Sean C. Morgan
Of The New Era
The last tour ever for Tree Day leaves at 2 p.m., Sherm Sallee announced Saturday at Happy Valley Tree Farm, where forest owners Bert and Betty Udell have hosted the annual event for 27 years.
Family organizers, like Sallee, won’t miss all the hard work that goes into putting on the event, but they will miss the friends they see each year.
Across the tree farm, families learned about every aspect of forestry, taking tours through stands dedicated to thinning experiments, watching trees turn into lumber on a portable mill, learning to buck logs the old-fashioned way and many other activities.
Brad Tye and his family from Burlington, Ontario, was at the event for the third time. His wife, Christy Tye, is Sallee’s daughter, and she has been involved with the event over the last quarter century.

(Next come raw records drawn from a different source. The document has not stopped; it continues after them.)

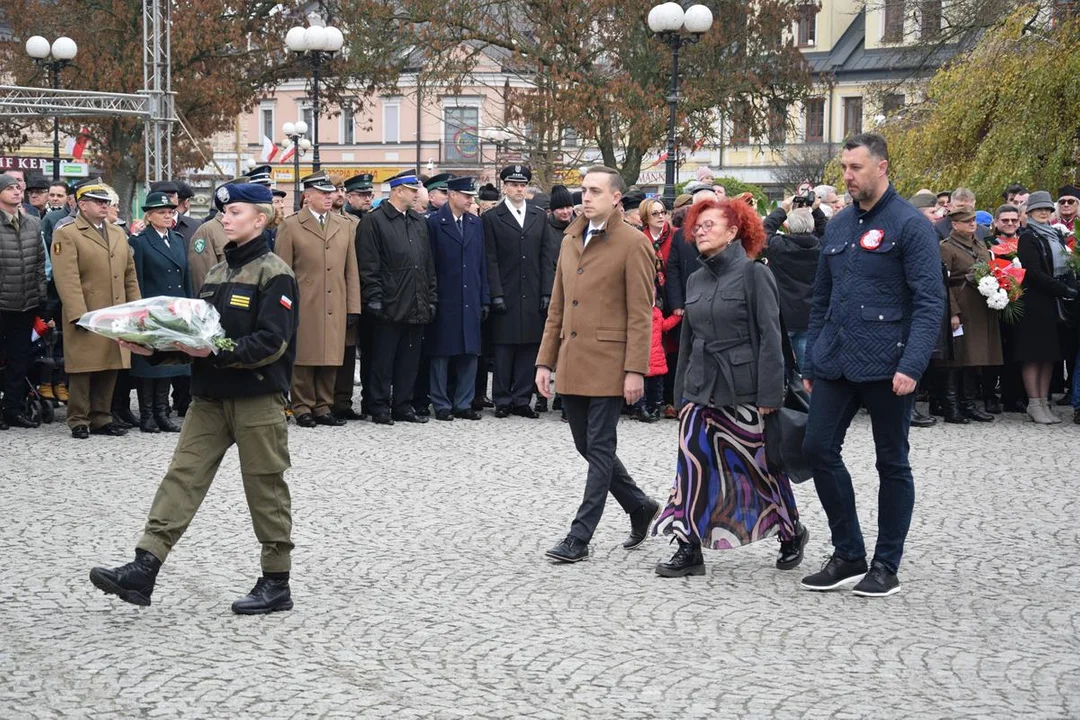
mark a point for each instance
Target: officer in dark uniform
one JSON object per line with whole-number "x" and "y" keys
{"x": 522, "y": 250}
{"x": 239, "y": 399}
{"x": 161, "y": 266}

Tye said he’s more of an urbanite, but “this is a great thing for the kids. It’s too bad it’s coming to an end, but there’s reasons.”

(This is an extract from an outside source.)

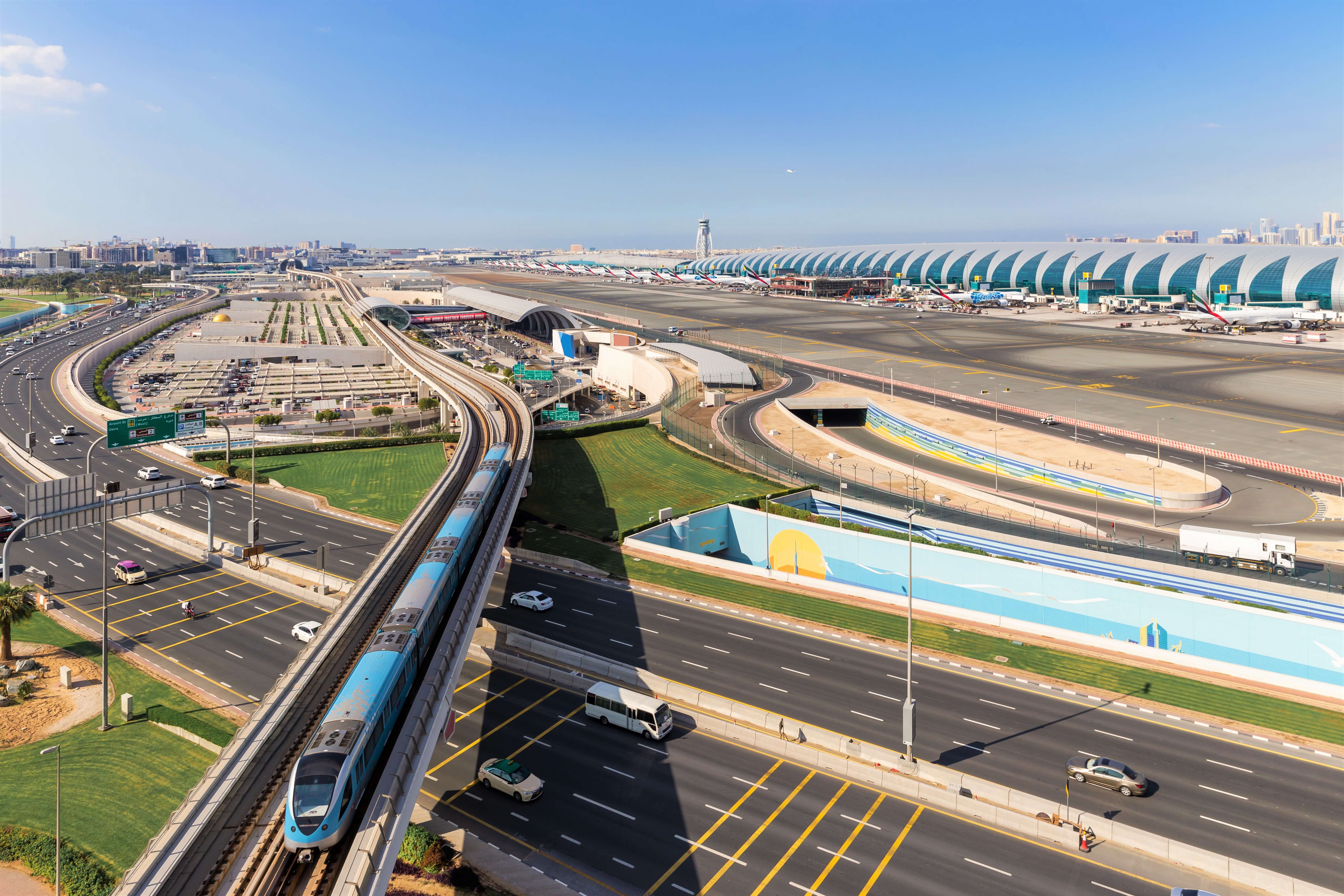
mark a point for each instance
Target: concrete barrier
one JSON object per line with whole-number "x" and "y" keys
{"x": 827, "y": 750}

“It’s a really neat place,” said Jeff Rice of Sweet Home. Rice has been involved in putting on the event for six or seven years, and he used to attend before he began helping.
“Jeff was in our 4-H class and Fay (Sallee’s wife) has a habit of getting 4-H kids out here,” Sallee said.

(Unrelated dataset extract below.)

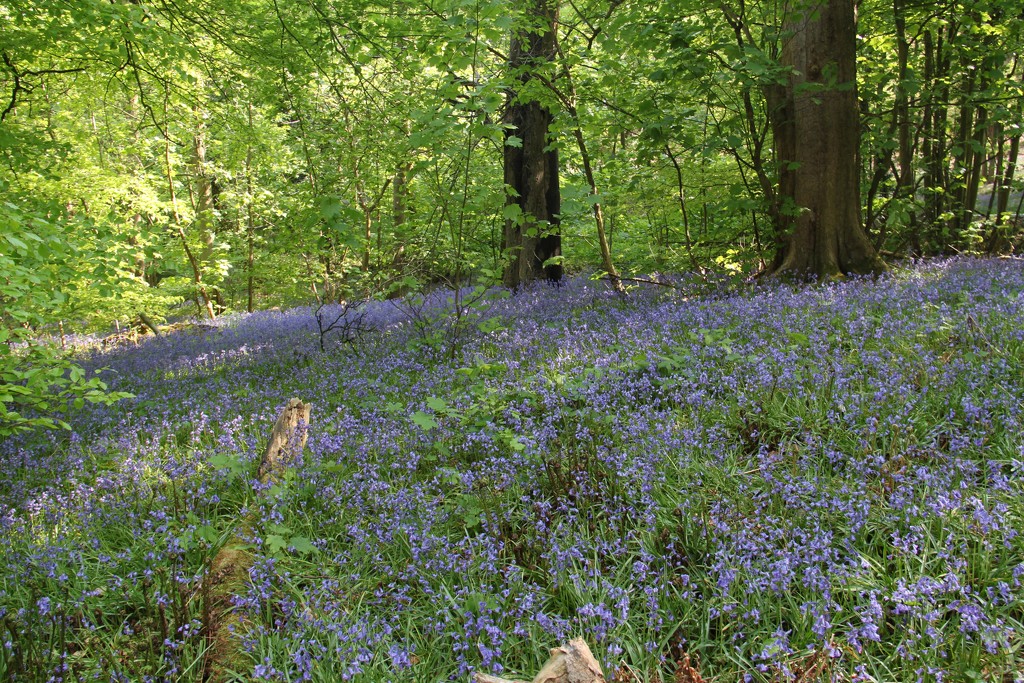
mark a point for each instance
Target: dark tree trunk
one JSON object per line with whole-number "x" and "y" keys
{"x": 817, "y": 133}
{"x": 531, "y": 163}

Rice will miss Tree Day, he said. He enjoys spending sunny days in the woods folding paper airplanes with the children.
“This parking lot’s fuller than it’s been,” Sallee said. Tree Day easily drew more than 500 participants this year, probably because it is the last one.
Sallee and his wife moved back to the area in 1985, and they have been helping out his in-laws ever since. Fay Sallee is the daughter of the Udells.
“She got started adding the kids activities,” Sallee said. “The kids and family Adventure Day (held the day before Tree Day) was her idea to add it.”
Until then, Tree Day was more for land owners and others interested in forestry, Sallee said.
It’s been “time well spent,” Sallee said. Will he miss it? “No.”
On the other hand, “we’ve met some really fantastic people that have been coming back year after year,” Sallee said. “We are going to miss that.”
In fact, some of the regulars attending Adventure Day and Tree Day want to have reunions, he said. One such woman started coming as a single parent. It was a safe place for her to camp and learn. She was amazed at how much fun she and her children could have for $2.
Losing that part of the event will be hard, Sallee said.
The end of Tree Day doesn’t mean an end to all of the other activities at Happy Valley throughout the year, Sallee said. All of those will continue. They include Scouting events and a School District 55 forestry field trip for sixth-graders.
Tree Day is about educating people about forestry, Sallee said, and he thinks that it has had an impact, along with the other regular events at the tree farm.
“I think it’s very much met that goal,” he said.
“It’s sure different than it was when we first started,” said Jan Udell, the Udells’ youngest daughter. Tours used to involve a lot of walking. Since then, the family added children’s activities and pickup tours plus many new stations with a variety of activities.
“It’s a lot of work to put it together,” she said, and her parents are 86 and 87 years old.
“It will be missed,” she said.
The tree farm also is the site of a 25-year Oregon State University experiment with thinning practices.
Bert Udell has always done what he calls “top thinning,” Sallee said. This form of thinning means he takes the largest trees, leaving the smaller trees room to grow. By comparison, the Forest Service tends to take the smaller trees, called “bottom thinning.”
OSU set up five one-fifth-acre plots. Trees in each are either “top thinned or “bottom thinned,” with the fifth plot being a control.
That experiment will come to an end this year, and researchers will find out which method provides the most value, Sallee said.